Kiedy słyszymy o udarze, poważnym urazie głowy czy nowotworze mózgu to w myślach pojawia nam się w pierwszej kolejności osoba bezpośrednio doświadczająca tego typu zdarzenia. Jednak nie zawsze uświadamiamy sobie, że w przypadku takich kryzysowych doświadczeń życiowych to Ty drogi opiekunie dźwigasz na sobie niemały bagaż obowiązków, przeżyć i emocji. W pełni skoncentrowana na swoim podopiecznym uwaga, chroniczne zmęczenie, ale także skrywana złość, żal czy po prostu smutek, to tylko niektóre elementy będące konsekwencją opieki nad chorą osobą. Jeśli taki stan przedłuża się, a napięcia z tym związane rosną, stwarza to ryzyko pojawianie złego samopoczucia psychicznego.
Osoby z bliskiego otoczenia często mają mylne przeświadczenie, że opiekun „daje sobie świetnie radę”, że „skoro nie prosi o pomoc to jej nie potrzebuje”, bo „przecież on wie najlepiej co potrzeba choremu”. Tymczasem i Ty opiekunie potrzebujesz wsparcia i rozłożenia odpowiedzialności, bo to spowoduje, że będziesz miał więcej energii i siły do dalszego stawiania czoła przeciwnościom losu.
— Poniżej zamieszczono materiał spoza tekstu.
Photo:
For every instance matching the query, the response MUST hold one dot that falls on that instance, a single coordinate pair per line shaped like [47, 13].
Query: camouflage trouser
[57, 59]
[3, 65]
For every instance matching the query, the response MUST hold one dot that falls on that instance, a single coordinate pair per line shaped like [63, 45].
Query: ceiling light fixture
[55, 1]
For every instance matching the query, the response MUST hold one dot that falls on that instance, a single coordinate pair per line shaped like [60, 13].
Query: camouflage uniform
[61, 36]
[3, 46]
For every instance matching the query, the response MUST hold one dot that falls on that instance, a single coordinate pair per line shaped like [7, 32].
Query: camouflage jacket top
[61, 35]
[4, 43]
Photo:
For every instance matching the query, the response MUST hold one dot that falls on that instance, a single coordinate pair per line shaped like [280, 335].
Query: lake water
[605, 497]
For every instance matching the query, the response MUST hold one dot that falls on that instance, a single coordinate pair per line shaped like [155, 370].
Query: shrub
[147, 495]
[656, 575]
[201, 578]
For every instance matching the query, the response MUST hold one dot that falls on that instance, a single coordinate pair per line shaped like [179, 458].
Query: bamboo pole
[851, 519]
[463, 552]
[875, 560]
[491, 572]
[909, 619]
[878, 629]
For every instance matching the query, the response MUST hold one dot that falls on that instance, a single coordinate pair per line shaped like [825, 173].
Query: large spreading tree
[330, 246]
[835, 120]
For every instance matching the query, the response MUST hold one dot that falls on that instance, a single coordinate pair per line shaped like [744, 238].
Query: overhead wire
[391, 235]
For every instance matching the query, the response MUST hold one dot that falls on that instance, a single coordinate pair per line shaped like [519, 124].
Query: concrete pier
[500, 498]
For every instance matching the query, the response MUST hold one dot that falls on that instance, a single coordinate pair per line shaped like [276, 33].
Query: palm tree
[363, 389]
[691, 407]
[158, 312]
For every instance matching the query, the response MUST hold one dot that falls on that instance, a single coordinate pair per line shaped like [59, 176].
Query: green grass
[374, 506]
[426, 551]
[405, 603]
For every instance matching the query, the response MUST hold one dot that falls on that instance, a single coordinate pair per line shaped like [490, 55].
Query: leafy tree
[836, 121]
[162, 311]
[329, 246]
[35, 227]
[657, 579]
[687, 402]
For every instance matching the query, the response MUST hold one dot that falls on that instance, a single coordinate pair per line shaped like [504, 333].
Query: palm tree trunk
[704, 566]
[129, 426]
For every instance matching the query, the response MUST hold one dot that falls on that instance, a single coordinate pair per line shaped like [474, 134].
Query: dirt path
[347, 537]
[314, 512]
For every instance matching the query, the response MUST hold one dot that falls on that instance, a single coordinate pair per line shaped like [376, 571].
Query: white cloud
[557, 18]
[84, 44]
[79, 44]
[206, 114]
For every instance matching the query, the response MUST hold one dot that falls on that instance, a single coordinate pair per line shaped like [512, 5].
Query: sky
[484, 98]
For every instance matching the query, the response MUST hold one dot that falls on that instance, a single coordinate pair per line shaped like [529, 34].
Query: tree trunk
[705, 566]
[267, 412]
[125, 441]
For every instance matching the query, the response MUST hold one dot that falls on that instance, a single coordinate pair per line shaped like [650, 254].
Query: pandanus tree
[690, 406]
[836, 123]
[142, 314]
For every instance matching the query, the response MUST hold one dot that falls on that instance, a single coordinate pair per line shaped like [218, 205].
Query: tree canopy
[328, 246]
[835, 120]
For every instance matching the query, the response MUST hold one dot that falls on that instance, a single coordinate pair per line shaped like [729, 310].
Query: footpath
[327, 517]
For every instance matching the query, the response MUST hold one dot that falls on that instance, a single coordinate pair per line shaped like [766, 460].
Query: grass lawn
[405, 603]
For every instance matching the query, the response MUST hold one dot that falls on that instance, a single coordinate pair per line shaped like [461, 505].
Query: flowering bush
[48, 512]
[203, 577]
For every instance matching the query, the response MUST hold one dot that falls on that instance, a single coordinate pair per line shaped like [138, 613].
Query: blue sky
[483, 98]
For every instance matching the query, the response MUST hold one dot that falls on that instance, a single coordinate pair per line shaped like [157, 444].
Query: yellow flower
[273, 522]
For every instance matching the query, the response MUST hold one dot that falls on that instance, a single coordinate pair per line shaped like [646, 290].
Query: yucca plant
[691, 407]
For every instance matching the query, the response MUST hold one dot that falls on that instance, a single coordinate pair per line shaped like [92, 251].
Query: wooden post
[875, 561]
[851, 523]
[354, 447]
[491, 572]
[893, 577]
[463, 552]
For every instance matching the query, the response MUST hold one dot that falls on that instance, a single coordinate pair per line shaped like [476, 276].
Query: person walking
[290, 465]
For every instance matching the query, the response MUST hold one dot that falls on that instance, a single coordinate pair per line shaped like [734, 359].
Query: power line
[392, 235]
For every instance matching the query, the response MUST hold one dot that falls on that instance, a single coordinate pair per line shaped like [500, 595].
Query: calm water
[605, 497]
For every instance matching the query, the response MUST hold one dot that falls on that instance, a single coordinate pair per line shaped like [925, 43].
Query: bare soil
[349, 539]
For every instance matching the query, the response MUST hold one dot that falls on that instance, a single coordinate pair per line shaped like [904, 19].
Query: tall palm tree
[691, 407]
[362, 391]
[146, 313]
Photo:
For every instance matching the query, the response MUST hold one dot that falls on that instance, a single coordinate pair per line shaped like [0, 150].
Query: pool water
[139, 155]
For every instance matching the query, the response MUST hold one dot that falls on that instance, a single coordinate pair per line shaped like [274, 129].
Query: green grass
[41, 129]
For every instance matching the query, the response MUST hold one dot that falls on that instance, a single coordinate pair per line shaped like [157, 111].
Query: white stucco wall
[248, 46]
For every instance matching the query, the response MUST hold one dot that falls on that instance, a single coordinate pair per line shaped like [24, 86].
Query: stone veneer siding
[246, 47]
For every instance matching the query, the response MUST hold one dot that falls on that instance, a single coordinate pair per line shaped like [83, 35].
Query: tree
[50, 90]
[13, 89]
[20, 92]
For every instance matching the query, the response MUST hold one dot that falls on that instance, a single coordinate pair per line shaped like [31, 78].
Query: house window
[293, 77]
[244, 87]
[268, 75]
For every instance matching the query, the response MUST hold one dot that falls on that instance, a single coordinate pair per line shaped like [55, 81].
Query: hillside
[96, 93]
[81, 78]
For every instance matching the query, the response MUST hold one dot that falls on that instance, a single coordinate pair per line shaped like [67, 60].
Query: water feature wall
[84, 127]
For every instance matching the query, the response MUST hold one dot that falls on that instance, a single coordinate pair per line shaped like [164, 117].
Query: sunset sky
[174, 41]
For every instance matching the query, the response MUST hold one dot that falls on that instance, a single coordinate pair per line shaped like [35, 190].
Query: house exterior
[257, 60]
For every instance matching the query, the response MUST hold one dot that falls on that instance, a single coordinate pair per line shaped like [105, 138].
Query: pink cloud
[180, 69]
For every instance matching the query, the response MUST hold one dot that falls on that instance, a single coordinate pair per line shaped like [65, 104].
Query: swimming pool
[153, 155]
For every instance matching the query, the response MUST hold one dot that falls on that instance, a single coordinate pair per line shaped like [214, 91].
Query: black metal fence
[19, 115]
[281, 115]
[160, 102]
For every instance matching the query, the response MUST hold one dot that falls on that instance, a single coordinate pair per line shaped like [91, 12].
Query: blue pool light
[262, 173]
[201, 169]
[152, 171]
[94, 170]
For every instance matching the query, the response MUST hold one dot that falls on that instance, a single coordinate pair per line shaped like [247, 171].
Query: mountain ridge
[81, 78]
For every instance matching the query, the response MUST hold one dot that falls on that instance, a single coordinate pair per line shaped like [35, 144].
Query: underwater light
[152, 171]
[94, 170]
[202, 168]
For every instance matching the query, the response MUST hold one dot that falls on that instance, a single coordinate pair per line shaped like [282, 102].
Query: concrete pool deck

Przemęczony, wyczerpany i sfrustrowany nie będziesz w stanie efektywnie pomóc podopiecznemu. Nie zapominaj o swoich pasjach i spotkaniach towarzyskich. Opiekunowie osób przewlekle chorych czy starszych są dla swoich podopiecznych superbohaterami. Dzięki niezwykłej relacji, która ich łączy, świat chorego może stać się pełen nadziei na lepsze jutro. Jednak nawet superbohater potrzebuje czasami wsparcia. Ulgę często przynosi udział w grupach wsparcia, na których poznać można osoby, które podobnie jak Ty, w pewnym momencie życia musiały przeorganizować swoją codzienność poświęcając więcej czasu schorowanej osobie. Być może uznasz, że nie jest to łatwe i słusznie. Jednak pomyśl jak Twój przewlekły stres i obciążenie psychiczne może w konsekwencji wpłynąć na Twoją relację z chorym. Ekspresji naszych emocji nie jesteśmy w stanie w pełni kontrolować, co odbija się często na otoczeniu.
„Zdarza się, że moja żona płacze. Chyba ma mnie dość. Moja choroba nie jest łatwa.” – powiedział ostatnio jeden z panów przychodzących do naszej fundacji.
Okazanie słabości jest wbrew pozorom siłą opiekunów. Oni także mają prawo do przeżywania trudnych emocji. Warto szczerze i otwarcie rozmawiać o tym ze swoimi bliskimi. Można uniknąć wtedy sytuacji, w której podopieczny czuje się zdezorientowany i zaczyna doszukiwać się przyczyn złego samopoczucia psychicznego opiekuna w samym sobie.
Objawy wypalenia i nadmiernego przeciążenia emocjonalnego:
- Zmęczenie.
- Drażliwość, wzmożona nerwowość.
- Zmniejszone zaangażowanie w relacje z chorym – ograniczanie się do minimum, zazwyczaj czynności pielęgnacyjnych, opieki medycznej, a brak bliskości.
- Obniżenie poczucia własnej wartości – bezsilność, próba dorównania ideałowi, który nie istnieje!
- Porzucenie ulubionych aktywności, pasji.
- Znacznie ograniczony kontakt ze znajomymi.